What you need to know:
- Various studies have highlighted Tanzania’s significant potential in the realm of renewable energy
Dar es Salaam. The Tanzanian government has underscored the importance of transitioning to clean energy, making it a top priority on the national agenda.
With the aim of achieving 750 MW of renewable energy by 2025, Tanzania is tapping into its diverse renewable energy resources, including biomass, mini-hydro, geothermal, solar, and wind.
Despite less than half of the Tanzanian population having access to electricity, governmental initiatives and dedicated organizations are making significant strides in increasing energy access.
The International Energy Agency reports that Tanzania aspires to provide electricity access to 70 percent of its population by 2030, with 50 percent of that power originating from renewable energy sources.
As of 2018, only 29 percent of the Tanzanian population had access to electricity, with rural populations having even lower numbers at 10 percent and poor households at 7 percent.
Considering that around 66.2 percent of the population lives in rural areas, the majority of Tanzanians in need of electricity reside in off-grid regions.
The Tanzanian government, in partnership with other organizations, is keen on addressing this need through innovative renewable energy solutions.
Various studies highlight Tanzania’s significant potential in the realm of renewable energy.
A study conducted by the Institute for Sustainable Futures from the University of Technology Sydney, along with the Climate Action Network Tanzania, Bread for the World, and the World Future Council, projected that Tanzania’s share of renewable energy generation would reach 53 percent by 2020.
The study further indicated that this figure could increase to an impressive 75 percent by 2030.
Moreover, renewable energy was found to be 30 percent cheaper than fossil fuels, making a strong case for implementing 100 percent renewable energy in Tanzania to combat poverty effectively.
Energy access is a vital component in the fight against poverty, as renewable energy can power more schools, improve health services, enhance hygiene, and provide clean water in rural areas.
The World Bank has acknowledged increased electricity access as one of the reasons behind the reduction in poverty rates in Tanzania.
Rural populations have benefited significantly from energy access, with people able to focus on improving their socio-economic welfare.
Women, in particular, have experienced positive impacts, gaining more time for activities beyond household and fieldwork.
Over the past decade, renewable energy in Tanzania has experienced substantial growth, thanks to the government’s efforts and collaboration with other organizations on various renewable energy projects.
These initiatives include the installation of off-grid and grid power systems as well as advocacy work.
One successful initiative, “Lighting Rural Tanzania,” focused on providing solar lanterns and solar home systems to low-income households.
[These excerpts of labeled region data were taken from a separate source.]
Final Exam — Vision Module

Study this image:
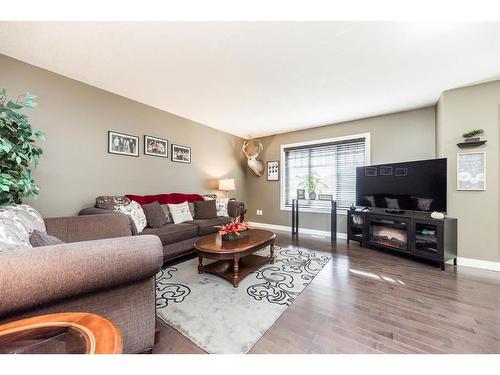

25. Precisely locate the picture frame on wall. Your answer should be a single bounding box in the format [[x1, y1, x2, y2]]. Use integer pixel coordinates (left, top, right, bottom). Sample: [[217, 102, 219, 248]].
[[457, 151, 486, 191], [171, 143, 191, 164], [108, 130, 139, 157], [144, 135, 168, 158], [267, 160, 280, 181]]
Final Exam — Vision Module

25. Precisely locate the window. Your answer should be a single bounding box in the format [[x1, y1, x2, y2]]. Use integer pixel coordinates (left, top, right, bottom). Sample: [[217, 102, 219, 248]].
[[281, 134, 370, 212]]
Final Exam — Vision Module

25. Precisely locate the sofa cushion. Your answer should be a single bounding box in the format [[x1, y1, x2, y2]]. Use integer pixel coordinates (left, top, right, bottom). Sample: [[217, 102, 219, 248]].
[[126, 193, 203, 206], [30, 229, 64, 247], [115, 201, 148, 233], [140, 223, 198, 245], [194, 200, 217, 219], [168, 202, 193, 224], [189, 216, 231, 236], [142, 201, 167, 228], [161, 204, 174, 224]]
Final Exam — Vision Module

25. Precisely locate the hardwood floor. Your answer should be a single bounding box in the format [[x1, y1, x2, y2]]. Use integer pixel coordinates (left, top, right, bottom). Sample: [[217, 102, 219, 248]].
[[153, 233, 500, 353]]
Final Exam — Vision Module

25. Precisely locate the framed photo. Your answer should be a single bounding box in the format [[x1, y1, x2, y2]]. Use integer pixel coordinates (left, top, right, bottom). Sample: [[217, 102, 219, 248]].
[[144, 135, 168, 158], [108, 130, 139, 157], [172, 144, 191, 164], [365, 167, 378, 177], [457, 152, 486, 191], [297, 189, 306, 199], [267, 161, 280, 181], [318, 194, 333, 201]]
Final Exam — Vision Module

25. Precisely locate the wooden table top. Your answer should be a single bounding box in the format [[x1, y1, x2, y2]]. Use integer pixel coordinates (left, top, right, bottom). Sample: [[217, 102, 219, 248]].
[[0, 313, 122, 354], [194, 229, 276, 254]]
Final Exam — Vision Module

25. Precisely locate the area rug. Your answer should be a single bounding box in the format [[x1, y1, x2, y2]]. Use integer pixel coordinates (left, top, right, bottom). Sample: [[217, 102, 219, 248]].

With the ambitious goal of enabling access to cleaner and safer off-grid lighting and energy for 6.5 million Tanzanians by the end of 2019, the project managed to provide energy access to 1.2 million people by 2018.
Commissioner for Electricity and Renewable Energy, Innocent Luoga, expressed the government’s aim to have at least 80 percent of Tanzanians utilizing clean energy starting this year and for the next decade.
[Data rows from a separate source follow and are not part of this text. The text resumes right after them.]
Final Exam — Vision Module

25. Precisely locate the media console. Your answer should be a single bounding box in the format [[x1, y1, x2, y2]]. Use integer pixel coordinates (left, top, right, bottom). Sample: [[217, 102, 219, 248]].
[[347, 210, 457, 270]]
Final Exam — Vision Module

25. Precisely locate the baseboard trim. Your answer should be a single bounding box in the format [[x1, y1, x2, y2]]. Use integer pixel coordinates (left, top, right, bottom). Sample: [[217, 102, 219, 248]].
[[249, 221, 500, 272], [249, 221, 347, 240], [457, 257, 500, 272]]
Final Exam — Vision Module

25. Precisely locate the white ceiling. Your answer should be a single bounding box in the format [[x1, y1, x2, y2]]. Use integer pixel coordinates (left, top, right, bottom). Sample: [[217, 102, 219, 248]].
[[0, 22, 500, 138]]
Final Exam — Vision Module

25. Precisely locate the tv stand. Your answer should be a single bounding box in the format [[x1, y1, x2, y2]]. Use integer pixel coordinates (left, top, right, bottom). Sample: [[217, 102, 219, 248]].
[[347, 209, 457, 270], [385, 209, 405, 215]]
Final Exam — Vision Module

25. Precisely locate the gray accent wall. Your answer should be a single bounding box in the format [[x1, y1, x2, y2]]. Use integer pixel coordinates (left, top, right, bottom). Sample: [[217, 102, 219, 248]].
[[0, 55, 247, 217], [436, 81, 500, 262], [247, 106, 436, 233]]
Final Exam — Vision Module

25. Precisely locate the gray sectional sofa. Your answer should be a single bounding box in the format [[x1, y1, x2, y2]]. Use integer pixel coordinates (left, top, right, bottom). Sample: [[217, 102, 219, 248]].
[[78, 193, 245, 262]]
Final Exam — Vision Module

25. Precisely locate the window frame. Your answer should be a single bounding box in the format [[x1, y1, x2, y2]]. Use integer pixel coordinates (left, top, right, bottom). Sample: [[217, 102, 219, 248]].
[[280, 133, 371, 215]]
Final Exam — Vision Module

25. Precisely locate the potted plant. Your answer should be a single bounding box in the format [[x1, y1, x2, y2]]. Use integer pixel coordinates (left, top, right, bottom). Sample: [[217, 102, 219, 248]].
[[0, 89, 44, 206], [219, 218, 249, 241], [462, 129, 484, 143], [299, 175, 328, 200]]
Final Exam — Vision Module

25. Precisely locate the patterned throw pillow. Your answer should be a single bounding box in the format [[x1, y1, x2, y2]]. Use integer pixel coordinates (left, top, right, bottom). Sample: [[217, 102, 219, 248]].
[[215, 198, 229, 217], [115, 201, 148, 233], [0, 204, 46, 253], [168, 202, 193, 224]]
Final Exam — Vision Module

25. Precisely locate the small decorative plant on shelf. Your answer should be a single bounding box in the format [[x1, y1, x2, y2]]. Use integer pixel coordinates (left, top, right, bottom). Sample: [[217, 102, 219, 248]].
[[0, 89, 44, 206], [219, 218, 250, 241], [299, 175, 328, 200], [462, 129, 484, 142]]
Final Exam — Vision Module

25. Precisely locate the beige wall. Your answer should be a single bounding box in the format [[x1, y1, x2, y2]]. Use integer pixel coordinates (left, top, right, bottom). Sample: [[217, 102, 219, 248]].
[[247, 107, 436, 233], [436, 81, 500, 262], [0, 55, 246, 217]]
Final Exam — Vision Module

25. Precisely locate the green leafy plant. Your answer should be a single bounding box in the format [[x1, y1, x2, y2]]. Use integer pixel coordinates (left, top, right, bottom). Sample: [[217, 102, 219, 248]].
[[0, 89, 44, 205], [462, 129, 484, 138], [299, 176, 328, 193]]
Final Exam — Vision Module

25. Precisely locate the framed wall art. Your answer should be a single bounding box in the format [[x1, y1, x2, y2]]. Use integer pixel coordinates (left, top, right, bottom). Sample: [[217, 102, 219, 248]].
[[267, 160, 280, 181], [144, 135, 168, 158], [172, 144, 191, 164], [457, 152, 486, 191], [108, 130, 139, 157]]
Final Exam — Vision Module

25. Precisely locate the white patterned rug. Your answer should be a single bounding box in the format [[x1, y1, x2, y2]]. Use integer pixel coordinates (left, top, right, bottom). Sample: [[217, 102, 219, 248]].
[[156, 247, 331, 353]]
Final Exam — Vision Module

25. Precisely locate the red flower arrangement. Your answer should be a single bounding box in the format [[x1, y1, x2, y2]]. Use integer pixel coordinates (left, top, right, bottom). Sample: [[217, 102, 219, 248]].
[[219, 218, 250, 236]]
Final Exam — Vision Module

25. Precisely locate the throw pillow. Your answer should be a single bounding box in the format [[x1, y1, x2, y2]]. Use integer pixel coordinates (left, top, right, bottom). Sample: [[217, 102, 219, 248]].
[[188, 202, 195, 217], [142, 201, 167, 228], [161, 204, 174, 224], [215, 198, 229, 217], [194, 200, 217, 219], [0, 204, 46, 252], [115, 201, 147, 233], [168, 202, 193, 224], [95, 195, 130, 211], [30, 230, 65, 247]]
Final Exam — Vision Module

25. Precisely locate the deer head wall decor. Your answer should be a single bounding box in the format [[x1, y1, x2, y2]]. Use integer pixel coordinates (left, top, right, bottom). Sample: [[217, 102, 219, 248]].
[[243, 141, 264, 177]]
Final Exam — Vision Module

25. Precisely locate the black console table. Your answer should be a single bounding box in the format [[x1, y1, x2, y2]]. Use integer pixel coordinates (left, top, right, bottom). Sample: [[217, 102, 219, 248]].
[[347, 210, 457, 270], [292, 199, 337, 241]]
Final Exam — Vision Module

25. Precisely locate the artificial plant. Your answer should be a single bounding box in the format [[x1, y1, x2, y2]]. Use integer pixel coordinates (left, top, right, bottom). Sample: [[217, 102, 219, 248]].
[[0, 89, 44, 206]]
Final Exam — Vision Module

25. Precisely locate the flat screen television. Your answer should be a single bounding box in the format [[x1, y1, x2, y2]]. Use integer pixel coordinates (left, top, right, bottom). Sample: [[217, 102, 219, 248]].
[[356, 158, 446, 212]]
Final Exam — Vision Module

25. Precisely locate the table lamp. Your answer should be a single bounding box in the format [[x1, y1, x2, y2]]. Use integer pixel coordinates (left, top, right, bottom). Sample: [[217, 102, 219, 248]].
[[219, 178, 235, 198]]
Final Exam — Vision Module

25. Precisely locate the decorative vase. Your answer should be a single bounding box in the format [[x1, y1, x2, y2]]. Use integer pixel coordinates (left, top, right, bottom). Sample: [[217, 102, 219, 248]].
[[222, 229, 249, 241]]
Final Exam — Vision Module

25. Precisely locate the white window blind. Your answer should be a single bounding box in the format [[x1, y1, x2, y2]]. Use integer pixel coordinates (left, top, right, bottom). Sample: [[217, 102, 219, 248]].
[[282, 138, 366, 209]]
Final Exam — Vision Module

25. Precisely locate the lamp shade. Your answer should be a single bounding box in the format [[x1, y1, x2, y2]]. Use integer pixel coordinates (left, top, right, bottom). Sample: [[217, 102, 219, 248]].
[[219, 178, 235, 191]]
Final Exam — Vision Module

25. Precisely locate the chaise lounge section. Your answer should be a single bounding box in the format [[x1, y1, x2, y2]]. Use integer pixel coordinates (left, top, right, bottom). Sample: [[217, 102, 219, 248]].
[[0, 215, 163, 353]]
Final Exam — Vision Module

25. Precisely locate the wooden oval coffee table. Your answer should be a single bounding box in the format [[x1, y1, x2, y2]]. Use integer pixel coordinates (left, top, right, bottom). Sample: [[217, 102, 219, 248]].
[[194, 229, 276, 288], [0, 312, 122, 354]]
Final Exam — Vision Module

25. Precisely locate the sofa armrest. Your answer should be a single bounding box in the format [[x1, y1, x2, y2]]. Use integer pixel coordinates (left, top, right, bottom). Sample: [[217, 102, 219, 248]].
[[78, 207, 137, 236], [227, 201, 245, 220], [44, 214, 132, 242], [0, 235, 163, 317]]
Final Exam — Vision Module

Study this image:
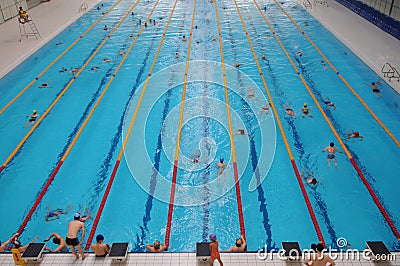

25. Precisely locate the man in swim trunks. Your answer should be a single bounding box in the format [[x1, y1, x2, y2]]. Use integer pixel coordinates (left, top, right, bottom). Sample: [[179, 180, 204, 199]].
[[346, 129, 364, 140], [301, 103, 312, 117], [226, 236, 246, 252], [11, 233, 39, 253], [321, 97, 336, 110], [65, 212, 88, 260], [92, 234, 110, 257], [146, 240, 167, 252], [44, 232, 68, 253], [322, 142, 340, 168], [210, 234, 224, 266]]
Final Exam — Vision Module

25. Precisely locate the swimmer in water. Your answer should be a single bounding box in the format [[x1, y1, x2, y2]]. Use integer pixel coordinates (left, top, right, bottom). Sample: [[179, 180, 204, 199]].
[[321, 60, 328, 70], [24, 110, 39, 128], [215, 158, 227, 184], [322, 142, 341, 168], [301, 103, 312, 117], [364, 81, 383, 98], [321, 96, 336, 110], [260, 103, 271, 115], [301, 168, 318, 185], [346, 129, 364, 140], [191, 149, 201, 164], [283, 103, 296, 120], [234, 128, 248, 136], [146, 240, 167, 252]]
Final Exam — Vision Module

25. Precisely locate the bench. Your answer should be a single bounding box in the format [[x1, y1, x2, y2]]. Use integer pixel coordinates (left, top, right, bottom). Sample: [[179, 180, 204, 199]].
[[108, 243, 129, 261]]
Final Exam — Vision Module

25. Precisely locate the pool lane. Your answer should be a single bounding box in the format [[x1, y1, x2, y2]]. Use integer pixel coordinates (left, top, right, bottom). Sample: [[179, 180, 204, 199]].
[[0, 0, 140, 173], [241, 0, 400, 239]]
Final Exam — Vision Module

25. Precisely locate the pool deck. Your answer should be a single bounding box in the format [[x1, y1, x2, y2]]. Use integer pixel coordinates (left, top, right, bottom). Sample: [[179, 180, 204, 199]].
[[0, 253, 400, 266]]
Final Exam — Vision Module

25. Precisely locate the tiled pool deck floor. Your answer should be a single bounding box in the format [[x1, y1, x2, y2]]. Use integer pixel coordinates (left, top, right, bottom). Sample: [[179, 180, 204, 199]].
[[0, 253, 400, 266], [0, 0, 400, 266]]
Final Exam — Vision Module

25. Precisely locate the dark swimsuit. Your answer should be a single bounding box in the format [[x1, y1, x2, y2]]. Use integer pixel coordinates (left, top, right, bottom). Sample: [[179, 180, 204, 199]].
[[65, 237, 79, 247]]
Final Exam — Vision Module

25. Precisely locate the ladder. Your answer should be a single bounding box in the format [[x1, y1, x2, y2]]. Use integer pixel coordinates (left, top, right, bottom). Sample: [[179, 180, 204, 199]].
[[18, 16, 40, 41]]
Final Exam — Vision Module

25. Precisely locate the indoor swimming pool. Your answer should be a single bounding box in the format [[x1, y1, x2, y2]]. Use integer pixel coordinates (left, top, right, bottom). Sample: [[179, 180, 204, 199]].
[[0, 0, 400, 252]]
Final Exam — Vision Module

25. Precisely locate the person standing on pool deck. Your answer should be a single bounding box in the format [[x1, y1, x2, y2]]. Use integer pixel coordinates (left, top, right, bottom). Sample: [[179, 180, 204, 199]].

He highlighted the government’s commitment to strengthen the Tanzania Geothermal Development Company, which has been leading the charge for geothermal energy in the country.
Additionally, solar and wind electricity projects are being pursued in collaboration with the private sector, with the goal of achieving 750 MW of electricity from renewable energy sources by 2025. Luoga emphasised that renewable energy not only addresses climate change but also ensures energy security.
Prime Minister Kassim Majaliwa was recently quoted as saying that the government has formulated a national committee to spread public awareness and inform entrepreneurs about the opportunities associated with transitioning to clean energy.
This move, Mr Majaliwa said, was inspired by President Samia Suluhu’s call to review existing policies, with the aim of eliminating the use of dirty cooking fuel by 2032.
“We will start by enforcing alternative energy usage in large institutions across the country in the education sector and in the army,” he said.
Tanzania’s signing of a solar power project further underscores its commitment to sustainable development and positions the country as a regional leader in renewable energy innovations.
Energy Minister Mr January Makamba expressed optimism about Tanzania’s renewable energy strategy, emphasising the importance of initiating change at the household level by encouraging clean energy use for cooking.
With the government’s determined efforts and collaboration between various stakeholders, Tanzania is poised to make substantial progress in its transition to clean energy, paving the way for a more sustainable and prosperous future.